Maer-Aeng, pensó, el ángel al que engañé y que perdió sus alas. No me recuerda, pero yo sí me acuerdo de su olor perfectamente. «¡Sangre pura!», exclamó atónita, relamiéndose los labios. Si ella me ofrece su sangre, podré vivir eternamente y hacer honor a mi nombre.
Hacía muchos siglos que no se había encontrado con un ángel. La última vez fue cuando los demonios perdieron la guerra y subió al reino de Siri-Antiac para ver a su padre. Entonces la engañó para que abandonara su misión y las murallas de la ciudad. Escuchó los llantos de los más pequeños que se encontraban en peligro. Nitya tenía la excusa perfecta para hacerse con su sangre y vivir eternamente. Pero antes de acabar con ella, Maer-Aeng fue sorprendida y castigada, mientras Nitya desaparecía instantáneamente.
Ella no corría la misma suerte que sus dos padres, Larma y Grunontal, de ser inmortales, así que decidió hacer trampas al destino y apropiarse de la sangre de un ángel. Durante siglos consiguió vivir gracias a la sangre que le proporcionaban los humanos, pero eso no era más que un pequeño aperitivo que no mitigaba su dolor, pues solo lograba vivir un año más. Miró a Pedro con desdén. Le enseñó sus dientes afilados y plateados, que brillaron bajo su tez pálida y hermosa.
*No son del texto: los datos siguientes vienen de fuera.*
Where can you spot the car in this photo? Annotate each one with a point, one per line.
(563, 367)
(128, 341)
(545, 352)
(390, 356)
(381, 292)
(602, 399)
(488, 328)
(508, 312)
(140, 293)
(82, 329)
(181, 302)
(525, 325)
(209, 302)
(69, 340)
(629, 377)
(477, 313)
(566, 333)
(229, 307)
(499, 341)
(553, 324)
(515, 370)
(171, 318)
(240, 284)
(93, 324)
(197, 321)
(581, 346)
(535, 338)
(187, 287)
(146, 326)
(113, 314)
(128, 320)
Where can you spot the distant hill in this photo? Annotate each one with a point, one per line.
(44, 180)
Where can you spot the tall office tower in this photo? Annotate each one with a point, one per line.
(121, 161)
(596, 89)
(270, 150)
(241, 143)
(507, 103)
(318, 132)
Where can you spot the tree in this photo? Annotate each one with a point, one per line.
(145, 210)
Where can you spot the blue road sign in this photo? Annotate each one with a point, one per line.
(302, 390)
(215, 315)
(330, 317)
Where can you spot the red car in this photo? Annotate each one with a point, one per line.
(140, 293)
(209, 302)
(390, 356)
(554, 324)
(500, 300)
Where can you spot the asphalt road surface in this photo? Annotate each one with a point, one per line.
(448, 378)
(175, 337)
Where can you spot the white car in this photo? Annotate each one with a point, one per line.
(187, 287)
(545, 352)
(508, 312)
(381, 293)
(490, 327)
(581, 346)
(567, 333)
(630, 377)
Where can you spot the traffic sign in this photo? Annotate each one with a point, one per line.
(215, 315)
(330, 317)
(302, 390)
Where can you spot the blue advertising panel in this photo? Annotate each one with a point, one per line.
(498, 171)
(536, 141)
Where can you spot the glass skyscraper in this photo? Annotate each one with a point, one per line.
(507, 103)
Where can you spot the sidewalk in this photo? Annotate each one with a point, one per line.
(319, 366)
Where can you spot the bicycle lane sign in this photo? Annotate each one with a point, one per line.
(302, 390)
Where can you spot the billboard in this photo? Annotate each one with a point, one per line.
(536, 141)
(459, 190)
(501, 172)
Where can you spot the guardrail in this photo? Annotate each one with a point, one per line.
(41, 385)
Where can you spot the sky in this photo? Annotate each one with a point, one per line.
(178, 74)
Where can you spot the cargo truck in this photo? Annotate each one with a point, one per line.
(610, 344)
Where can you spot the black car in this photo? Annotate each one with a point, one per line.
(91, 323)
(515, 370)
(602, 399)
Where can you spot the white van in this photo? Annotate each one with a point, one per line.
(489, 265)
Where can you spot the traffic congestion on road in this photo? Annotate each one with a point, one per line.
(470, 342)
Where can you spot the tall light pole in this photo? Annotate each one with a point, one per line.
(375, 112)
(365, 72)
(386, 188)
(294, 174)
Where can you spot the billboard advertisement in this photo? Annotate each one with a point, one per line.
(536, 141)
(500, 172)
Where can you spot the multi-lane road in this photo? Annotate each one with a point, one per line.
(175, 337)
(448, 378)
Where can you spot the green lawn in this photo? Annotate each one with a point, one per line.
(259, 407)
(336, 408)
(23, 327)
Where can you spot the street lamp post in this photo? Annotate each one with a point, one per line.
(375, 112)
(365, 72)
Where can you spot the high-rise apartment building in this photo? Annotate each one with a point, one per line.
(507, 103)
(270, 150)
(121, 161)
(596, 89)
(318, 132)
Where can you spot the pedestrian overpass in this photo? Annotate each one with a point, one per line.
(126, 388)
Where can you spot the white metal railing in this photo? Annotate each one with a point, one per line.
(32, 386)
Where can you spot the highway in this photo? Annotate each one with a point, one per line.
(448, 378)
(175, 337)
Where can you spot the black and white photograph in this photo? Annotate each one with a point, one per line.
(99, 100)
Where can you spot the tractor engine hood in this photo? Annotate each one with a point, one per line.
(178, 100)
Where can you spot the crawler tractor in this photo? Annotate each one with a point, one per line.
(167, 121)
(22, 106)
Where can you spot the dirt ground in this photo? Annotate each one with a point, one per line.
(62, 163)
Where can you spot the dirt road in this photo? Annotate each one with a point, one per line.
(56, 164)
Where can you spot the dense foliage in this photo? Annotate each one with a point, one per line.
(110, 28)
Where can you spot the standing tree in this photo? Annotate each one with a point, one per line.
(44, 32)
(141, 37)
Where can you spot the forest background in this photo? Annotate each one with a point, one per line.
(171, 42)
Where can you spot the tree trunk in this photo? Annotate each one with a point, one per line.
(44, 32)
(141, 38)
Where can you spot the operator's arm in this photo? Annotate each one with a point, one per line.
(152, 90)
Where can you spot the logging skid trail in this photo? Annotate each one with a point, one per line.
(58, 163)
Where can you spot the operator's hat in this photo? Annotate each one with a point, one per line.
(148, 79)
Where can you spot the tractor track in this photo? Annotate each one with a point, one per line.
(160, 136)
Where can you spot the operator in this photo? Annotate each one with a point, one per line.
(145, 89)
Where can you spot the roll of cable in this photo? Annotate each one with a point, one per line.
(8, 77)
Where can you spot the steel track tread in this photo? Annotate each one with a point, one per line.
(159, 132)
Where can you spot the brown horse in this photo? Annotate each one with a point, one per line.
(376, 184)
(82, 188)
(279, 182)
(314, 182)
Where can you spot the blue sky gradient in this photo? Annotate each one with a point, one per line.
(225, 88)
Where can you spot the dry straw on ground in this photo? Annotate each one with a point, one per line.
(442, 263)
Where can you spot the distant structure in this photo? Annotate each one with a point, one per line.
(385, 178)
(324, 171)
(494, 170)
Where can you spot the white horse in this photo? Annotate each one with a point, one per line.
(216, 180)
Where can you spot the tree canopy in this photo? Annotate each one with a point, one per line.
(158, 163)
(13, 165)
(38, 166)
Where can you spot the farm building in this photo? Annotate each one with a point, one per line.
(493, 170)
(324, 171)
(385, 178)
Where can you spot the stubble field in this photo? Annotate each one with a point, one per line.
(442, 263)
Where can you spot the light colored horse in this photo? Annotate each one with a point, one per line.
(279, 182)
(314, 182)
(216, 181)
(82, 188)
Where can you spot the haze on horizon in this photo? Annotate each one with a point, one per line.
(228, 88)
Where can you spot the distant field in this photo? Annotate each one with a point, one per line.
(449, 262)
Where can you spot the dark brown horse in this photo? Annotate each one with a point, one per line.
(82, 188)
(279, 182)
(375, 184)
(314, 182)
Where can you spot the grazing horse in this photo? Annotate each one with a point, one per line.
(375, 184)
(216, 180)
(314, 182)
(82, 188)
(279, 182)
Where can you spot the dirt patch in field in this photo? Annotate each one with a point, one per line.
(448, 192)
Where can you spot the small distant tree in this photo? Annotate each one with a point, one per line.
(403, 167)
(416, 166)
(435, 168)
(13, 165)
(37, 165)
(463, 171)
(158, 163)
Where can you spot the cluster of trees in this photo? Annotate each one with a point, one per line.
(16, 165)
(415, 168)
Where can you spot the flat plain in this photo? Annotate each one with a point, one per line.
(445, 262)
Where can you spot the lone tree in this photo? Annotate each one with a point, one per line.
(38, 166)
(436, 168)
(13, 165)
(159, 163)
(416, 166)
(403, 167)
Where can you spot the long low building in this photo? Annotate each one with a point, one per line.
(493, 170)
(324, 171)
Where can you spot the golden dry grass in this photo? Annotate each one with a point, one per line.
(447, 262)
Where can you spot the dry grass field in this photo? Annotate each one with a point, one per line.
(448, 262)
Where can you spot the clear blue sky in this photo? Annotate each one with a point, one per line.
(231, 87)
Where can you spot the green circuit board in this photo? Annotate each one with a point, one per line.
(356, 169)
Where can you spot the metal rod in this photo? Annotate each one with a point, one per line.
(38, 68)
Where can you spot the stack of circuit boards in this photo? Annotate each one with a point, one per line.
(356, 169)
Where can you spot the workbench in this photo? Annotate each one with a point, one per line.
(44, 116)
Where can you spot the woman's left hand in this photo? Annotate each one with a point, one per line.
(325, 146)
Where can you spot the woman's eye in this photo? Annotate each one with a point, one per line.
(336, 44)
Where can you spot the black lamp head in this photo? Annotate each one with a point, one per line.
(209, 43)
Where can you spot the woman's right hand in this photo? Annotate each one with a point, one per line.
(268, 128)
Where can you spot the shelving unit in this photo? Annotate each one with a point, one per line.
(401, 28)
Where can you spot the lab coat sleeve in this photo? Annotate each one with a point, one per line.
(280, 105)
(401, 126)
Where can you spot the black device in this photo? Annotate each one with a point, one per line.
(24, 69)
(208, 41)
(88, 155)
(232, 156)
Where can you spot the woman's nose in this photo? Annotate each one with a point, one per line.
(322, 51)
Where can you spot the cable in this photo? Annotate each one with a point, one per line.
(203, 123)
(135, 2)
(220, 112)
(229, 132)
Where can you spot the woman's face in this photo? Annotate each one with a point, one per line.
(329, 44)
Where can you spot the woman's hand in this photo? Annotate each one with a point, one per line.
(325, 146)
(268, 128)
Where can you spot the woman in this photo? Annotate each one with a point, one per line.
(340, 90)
—Ya te puedes marchar a casa. No te necesito. —Después desvió la mirada hacia Llanos. Se dirigió hacia la pequeña con voz aterciopelada—. ¿Quieres disfrutar de lo que tu papá y tu hermana tienen pero que a ti no te dejan gozar?
Llanos la miraba sin pestañear.
—Vale. ¿Qué tengo que hacer?
—Acompáñame —respondió dándose media vuelta.
—Pedro —le dijo Llanos—. No quiero que llores. Tú espérame aquí, que enseguida vuelvo y jugamos un ratito. María es un poco aburrida. Se ha dormido y no hay quien la despierte.
—¡Deja ya de hablar con ese desgraciado! —exclamó Nitya.
Su pelo negro empezó a ondear con vida propia y, señalando hacia María, que yacía en el suelo sin sentido, la levantó mágicamente y la transportó hasta su guarida. Llanos la seguía sin mirar hacia atrás, tarareando una nana que su hermana Marta le cantaba todas las noches.
—¡Qué bien, por fin voy a ser como papá y Marta!
—No —la corrigió Nitya—. Serás mejor que ellos. Si me haces caso, muy pronto lo descubrirás. Ya verás.
—Ummm… ¿Mejor que papá y Marta? —Con el dedo índice de su mano derecha tamborileaba su mejilla—. Cuando me vean no se lo van a creer.